Proulx: Right, so but I’m telling you, this is, this is how it works, right.

 

McCrimmon:         That’s fine.

 

Proulx: Okay.

 

McCrimmon:         But ah, no I’ll just, I’ll let my lawyer deal with this . . .

 

[54] This pattern continued with every new piece of incriminating evidence that Sgt. Proulx presented to Mr. McCrimmon.

 

[55] Throughout his interrogation, Mr. McCrimmon’s repeated requests to speak with his lawyer, that the interrogation be terminated, and that he be returned to his cell, were consistently rebuffed by a police interrogator, intent on extracting a confession, notwithstanding Mr. McCrimmon’s unequivocal and repeated assertion of his right to silence.

 


[56] Mr. McCrimmon’s s. 10 (b) right to counsel was consequently breached, and we therefore turn to a consideration of the appropriate remedy.

 

B.      Exclusion of the Statement Pursuant to Section 24(2) 

 

[57] In determining whether the admission of evidence obtained by way of a Charter  breach would bring the administration of justice into disrepute, the court must weigh three factors:

 

(1)               the seriousness of the Charter -infringing conduct;

 

(2)               the impact of the breach on the accused’s Charter -protected rights and interests; and

 

(3)               society’s interest in the adjudication of the case on its merits.

 

See R. v.
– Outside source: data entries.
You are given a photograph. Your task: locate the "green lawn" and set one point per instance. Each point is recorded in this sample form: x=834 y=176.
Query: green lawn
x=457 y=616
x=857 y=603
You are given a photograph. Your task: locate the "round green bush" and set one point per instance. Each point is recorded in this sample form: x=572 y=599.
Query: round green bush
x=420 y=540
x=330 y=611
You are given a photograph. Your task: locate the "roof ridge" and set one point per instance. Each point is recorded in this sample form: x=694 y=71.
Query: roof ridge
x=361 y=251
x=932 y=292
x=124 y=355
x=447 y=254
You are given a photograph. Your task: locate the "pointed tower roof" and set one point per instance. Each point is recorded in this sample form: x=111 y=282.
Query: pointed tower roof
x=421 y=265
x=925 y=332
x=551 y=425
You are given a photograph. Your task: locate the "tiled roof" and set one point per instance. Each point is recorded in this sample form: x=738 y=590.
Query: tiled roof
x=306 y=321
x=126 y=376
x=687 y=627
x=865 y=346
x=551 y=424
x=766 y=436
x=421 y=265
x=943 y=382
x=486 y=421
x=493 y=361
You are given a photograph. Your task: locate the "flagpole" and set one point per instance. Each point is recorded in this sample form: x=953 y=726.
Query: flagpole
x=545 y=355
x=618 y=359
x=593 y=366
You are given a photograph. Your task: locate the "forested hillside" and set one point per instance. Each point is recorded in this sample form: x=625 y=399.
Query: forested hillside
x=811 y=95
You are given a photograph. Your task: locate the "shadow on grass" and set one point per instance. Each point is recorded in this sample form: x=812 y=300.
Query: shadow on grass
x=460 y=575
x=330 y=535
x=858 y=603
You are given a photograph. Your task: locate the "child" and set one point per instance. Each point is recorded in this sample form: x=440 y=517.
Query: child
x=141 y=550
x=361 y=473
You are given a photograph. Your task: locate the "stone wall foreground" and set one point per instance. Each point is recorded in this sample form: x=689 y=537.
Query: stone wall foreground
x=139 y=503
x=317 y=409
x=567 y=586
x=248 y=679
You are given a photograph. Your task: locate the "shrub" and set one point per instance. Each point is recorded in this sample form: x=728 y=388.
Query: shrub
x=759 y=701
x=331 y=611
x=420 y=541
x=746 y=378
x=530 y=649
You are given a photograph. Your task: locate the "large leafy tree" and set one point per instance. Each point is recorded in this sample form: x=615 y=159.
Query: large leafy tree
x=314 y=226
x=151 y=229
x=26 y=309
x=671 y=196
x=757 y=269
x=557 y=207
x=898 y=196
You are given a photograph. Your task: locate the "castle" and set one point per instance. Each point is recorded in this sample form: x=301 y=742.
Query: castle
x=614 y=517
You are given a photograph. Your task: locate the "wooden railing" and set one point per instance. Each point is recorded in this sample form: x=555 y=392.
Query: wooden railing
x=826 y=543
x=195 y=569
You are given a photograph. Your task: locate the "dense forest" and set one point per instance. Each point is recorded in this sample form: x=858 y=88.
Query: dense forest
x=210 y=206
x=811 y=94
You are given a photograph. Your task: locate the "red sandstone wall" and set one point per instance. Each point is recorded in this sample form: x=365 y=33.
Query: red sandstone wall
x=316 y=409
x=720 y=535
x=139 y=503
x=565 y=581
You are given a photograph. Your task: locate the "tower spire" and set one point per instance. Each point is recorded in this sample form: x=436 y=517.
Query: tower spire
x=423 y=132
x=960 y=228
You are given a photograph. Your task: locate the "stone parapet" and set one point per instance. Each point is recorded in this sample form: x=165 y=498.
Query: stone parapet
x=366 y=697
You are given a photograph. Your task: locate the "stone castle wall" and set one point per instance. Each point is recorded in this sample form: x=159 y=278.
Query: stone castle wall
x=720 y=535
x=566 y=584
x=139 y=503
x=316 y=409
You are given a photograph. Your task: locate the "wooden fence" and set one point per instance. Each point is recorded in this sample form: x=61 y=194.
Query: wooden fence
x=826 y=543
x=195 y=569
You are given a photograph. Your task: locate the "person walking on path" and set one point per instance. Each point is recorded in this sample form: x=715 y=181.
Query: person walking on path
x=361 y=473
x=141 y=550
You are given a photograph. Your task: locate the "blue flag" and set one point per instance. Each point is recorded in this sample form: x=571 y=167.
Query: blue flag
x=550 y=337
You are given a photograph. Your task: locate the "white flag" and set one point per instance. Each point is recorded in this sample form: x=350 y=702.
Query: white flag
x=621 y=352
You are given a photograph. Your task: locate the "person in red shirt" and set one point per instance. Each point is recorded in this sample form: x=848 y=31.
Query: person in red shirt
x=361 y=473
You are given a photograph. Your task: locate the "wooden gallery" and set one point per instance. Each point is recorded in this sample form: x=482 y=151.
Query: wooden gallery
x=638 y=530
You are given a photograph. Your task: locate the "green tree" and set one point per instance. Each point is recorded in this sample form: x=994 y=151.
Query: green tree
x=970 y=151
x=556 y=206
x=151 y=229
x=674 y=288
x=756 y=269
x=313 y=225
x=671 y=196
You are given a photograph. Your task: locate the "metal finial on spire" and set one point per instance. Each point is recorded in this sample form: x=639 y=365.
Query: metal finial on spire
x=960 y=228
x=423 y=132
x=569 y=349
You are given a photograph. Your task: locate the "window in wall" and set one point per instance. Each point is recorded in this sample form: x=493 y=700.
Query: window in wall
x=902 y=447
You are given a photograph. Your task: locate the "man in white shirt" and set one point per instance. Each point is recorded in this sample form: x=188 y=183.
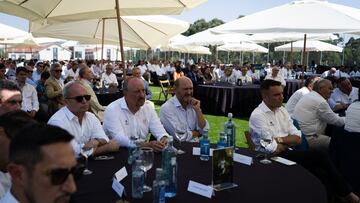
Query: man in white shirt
x=275 y=75
x=10 y=124
x=343 y=96
x=314 y=113
x=84 y=125
x=271 y=119
x=108 y=78
x=183 y=108
x=30 y=102
x=130 y=116
x=42 y=166
x=295 y=98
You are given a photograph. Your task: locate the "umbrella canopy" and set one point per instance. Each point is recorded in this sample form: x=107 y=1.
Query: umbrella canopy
x=69 y=10
x=307 y=16
x=244 y=47
x=206 y=38
x=311 y=45
x=138 y=31
x=288 y=37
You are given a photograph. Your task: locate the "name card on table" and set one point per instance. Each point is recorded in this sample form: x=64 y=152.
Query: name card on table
x=243 y=159
x=200 y=189
x=118 y=187
x=121 y=174
x=196 y=151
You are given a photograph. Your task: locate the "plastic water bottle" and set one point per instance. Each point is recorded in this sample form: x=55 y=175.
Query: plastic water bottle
x=159 y=187
x=137 y=181
x=204 y=147
x=222 y=143
x=230 y=131
x=167 y=154
x=171 y=187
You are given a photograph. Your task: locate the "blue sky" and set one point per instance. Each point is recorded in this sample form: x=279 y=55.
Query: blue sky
x=225 y=10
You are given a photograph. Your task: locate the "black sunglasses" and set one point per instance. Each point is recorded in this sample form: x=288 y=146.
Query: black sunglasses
x=58 y=176
x=81 y=98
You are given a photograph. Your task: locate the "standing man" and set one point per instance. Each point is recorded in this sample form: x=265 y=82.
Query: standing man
x=183 y=108
x=84 y=125
x=30 y=102
x=42 y=166
x=130 y=116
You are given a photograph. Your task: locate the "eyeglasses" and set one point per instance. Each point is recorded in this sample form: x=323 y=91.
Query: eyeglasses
x=58 y=176
x=81 y=98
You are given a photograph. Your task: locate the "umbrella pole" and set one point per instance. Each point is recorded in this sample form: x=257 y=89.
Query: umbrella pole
x=120 y=37
x=102 y=43
x=303 y=59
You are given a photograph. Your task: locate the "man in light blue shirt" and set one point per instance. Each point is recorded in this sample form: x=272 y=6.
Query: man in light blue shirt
x=183 y=108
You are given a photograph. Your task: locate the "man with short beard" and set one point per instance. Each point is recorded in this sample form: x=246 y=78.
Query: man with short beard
x=42 y=166
x=183 y=108
x=130 y=116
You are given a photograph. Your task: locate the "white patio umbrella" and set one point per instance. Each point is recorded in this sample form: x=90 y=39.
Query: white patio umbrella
x=311 y=45
x=138 y=31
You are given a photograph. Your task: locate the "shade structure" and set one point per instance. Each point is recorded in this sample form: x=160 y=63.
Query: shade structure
x=311 y=45
x=307 y=16
x=243 y=47
x=138 y=31
x=288 y=37
x=51 y=11
x=206 y=38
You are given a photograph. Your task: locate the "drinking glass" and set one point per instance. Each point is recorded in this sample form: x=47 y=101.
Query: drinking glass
x=86 y=152
x=265 y=141
x=180 y=134
x=147 y=157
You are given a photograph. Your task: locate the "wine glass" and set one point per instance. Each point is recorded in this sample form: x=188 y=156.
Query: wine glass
x=86 y=151
x=180 y=134
x=147 y=158
x=265 y=140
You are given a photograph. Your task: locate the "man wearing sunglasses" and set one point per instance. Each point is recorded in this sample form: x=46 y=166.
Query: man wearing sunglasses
x=75 y=118
x=10 y=96
x=130 y=116
x=42 y=166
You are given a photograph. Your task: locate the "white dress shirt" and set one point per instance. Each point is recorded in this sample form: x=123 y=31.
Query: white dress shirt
x=120 y=123
x=294 y=99
x=278 y=123
x=108 y=79
x=29 y=98
x=277 y=78
x=339 y=97
x=5 y=183
x=313 y=114
x=9 y=198
x=352 y=120
x=90 y=127
x=172 y=113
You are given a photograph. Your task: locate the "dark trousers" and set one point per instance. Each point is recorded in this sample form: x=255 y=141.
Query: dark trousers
x=319 y=164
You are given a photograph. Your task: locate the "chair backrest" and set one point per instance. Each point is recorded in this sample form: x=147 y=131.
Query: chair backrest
x=249 y=141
Grant, 2009 SCC 32, [2009] 2 S.C.R. 353, and R. v Harrison, 2009 SCC 34, [2009] 2 S.C.R. 494.

 

[58] Our analysis in Sinclair is equally applicable in this case.  We nonetheless think it necessary to add the following observations.

 


[59] Sgt. Proulx proceeded on the basis of his understanding of the law as it stood at that time, and was therefore acting in good faith.  However, like the interrogating officer in Sinclair, Sgt. Proulx acted as if he was entitled to Mr. McCrimmon’s statement — that he was entitled to have his side of the story.  Sgt. Proulx therefore not only denied Mr. McCrimmon his right to counsel.  In doing so, Sgt. Proulx also explicitly refused to accept and respect Mr. McCrimmon’s assertion of his constitutionally entrenched right to silence.

 

[60] The officer’s Charter -infringing conduct was therefore serious, and that conduct had a serious impact on Mr. McCrimmon’s Charter  rights.

 

[61] Accordingly, we would exclude Mr. McCrimmon’s statement pursuant to s. 24(2)  of the Charter .

 

III.    Disposition

 

[62] For these reasons, and the reasons given in Sinclair, the appeal should be allowed and a new trial should be ordered.

 

Appeal dismissed, LeBel, Fish and Abella JJ. dissenting.

 

Solicitor for the appellant:  Gil D. McKinnon, Vancouver.

 

Solicitor for the respondent:  Attorney General of British Columbia, Vancouver.

 

Solicitor for the intervener the Director of Public Prosecutions of Canada:  Public Prosecution Service of Canada, Winnipeg.

 


Solicitors for the intervener the British Columbia Civil Liberties Association:  McCarthy Tétrault, Vancouver.

 

Solicitors for the intervener the Canadian Civil Liberties Association:  McCarthy Tétrault, Toronto.

 

Solicitors for the intervener the Criminal Lawyers’ Association of Ontario:  Schreck & Greene, Toronto.